Ainsi, nombre de Français ont-ils une saine réaction : la démocratie (comme tout régime politique d’ailleurs) n’est qu’un moyen et non une fin en soi ; en outre, celle-ci présente l’inconvénient, en raison de la versatilité de l’opinion publique, de ne pas permettre la mise en œuvre d’une politique sur le long terme. La raison d’être d’un régime est de favoriser la réalisation du bien commun ; s’il le freine voire l’empêche, il peut logiquement être mis de côté (ce qui ne signifie pas une hostilité de principe puisqu’en l’occurrence 85 % des personnes interrogées considèrent que les citoyens n’ont pas assez de pouvoir). La légitimité d’un régime s’enracine dans sa finalité et ses réalisations ; son bon fonctionnement s’appuie sur le fait d’associer, au niveau adéquat, les personnes concernées.
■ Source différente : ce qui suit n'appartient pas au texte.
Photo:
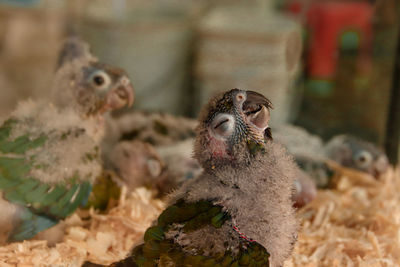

Colin Crouch a mis en évidence que, malgré les apparences (élections), les décisions ne sont plus vraiment prises par les citoyens mais par les institutions supranationales en concertation avec les entreprises a-nationales.
Prétendue scientificité
Autrement dit, dans un contexte de déclin, nombre de Français accepteraient (sur le mode romain) la dictature, c’est-à-dire de confier les pleins pouvoirs (de commandement) à une ou plusieurs personnes de confiance pour sauver l’existence et l’harmonie du corps social (salus populi suprema lex), mais rejettent les régimes corrompus, que sont la tyrannie ou l’oligarchie, qui détournent les institutions politiques de leur fin en ne s’attachant qu’à un intérêt particulier. Car, dans le même mouvement, les Français constatent l’impuissance et l’incompétence des actuels hommes politiques et identifient à 54 % les marchés financiers et à 49 % les entreprises multinationales comme le siège du pouvoir réel ; trois quarts d’entre eux déclarent que ceux-ci ont trop d’influence dans le pays.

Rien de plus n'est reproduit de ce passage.